Intanto, l'assemblea non può introdurre a maggioranza un divieto ulteriore alla destinazione dei beni di proprietà esclusiva rispetto a quelli già previsti.

Vale a dire che l'assemblea non può vietare in via generale di destinare i locali a luogo di culto, postulando siffatto divieto che detta destinazione sia contraria alla tranquillità del caseggiato con una valutazione astratta ed aprioristica - fondata su di una premessa di fatto errata - ovvero che tutti i luoghi di culto siano contrari alla tranquillità del caseggiato - che conduce ad una conclusione di diritto non condivisibile, comprimendo i poteri di godimento dei proprietari oltre il limite consentito dal regolamento di condominio che fa riferimento al decoro ed alla tranquillità del caseggiato" (Corte Appello di Genova 13.1.2017 n.30).

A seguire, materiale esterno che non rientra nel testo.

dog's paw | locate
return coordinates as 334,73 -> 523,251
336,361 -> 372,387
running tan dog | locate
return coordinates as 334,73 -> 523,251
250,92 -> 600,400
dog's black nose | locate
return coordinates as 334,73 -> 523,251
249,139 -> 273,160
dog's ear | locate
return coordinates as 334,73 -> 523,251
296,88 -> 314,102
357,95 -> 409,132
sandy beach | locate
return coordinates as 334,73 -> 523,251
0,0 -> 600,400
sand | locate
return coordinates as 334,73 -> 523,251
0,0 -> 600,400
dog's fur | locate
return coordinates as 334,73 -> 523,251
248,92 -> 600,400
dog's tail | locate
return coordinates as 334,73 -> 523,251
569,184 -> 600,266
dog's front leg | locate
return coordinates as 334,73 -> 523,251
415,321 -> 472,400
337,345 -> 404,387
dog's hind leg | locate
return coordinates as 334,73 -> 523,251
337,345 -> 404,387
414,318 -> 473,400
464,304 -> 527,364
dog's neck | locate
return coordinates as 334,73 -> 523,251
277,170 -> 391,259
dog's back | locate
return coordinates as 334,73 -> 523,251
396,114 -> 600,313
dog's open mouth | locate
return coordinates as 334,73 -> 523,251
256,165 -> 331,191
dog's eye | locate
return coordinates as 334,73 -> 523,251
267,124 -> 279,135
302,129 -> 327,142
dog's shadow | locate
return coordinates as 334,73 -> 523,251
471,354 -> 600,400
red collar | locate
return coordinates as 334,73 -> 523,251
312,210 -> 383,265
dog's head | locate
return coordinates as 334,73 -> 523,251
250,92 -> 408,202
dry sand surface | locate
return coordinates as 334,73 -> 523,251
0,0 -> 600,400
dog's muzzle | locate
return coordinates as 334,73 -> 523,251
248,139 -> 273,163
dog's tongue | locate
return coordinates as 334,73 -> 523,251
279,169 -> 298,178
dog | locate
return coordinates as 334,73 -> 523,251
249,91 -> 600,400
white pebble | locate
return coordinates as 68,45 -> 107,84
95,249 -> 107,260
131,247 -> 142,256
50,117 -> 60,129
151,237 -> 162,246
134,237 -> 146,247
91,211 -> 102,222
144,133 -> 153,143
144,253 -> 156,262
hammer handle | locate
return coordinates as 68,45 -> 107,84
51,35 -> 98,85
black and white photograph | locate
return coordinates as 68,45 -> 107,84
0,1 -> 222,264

In un recente articolo, avevo già affrontato l'argomento evidenziando come per giurisprudenza, un divieto alla presenza in condominio di un luogo di culto, che sia una moschea o altro, non potrà essere contenuto nel regolamento assembleare; viceversa, una limitazione in tal senso potrebbe esser disposta da un regolamento contrattuale, anche alla luce della giurisprudenza che sostiene questa tesi (cfr. Cass. 19229/2014; Cass. 21307/2016, Cass. 20237/2009; Cass. 16832/2009; Cass. 9564/1997; Cass. 1560/1995; Cass. 11126/1994; Cass. 23/2004; Cass. 10523/2003).

Ma la questione sottesa non può, in ogni caso, confrontarsi con i principi costituzionalmente garantiti e, nello specifico, avuto riguardo alla libertà di culto (art. 19 Cost.).

Quanto all'esito del giudizio di cui alla sentenza in commento, potremmo concludere invocando l'onere della prova anche per la preghiera.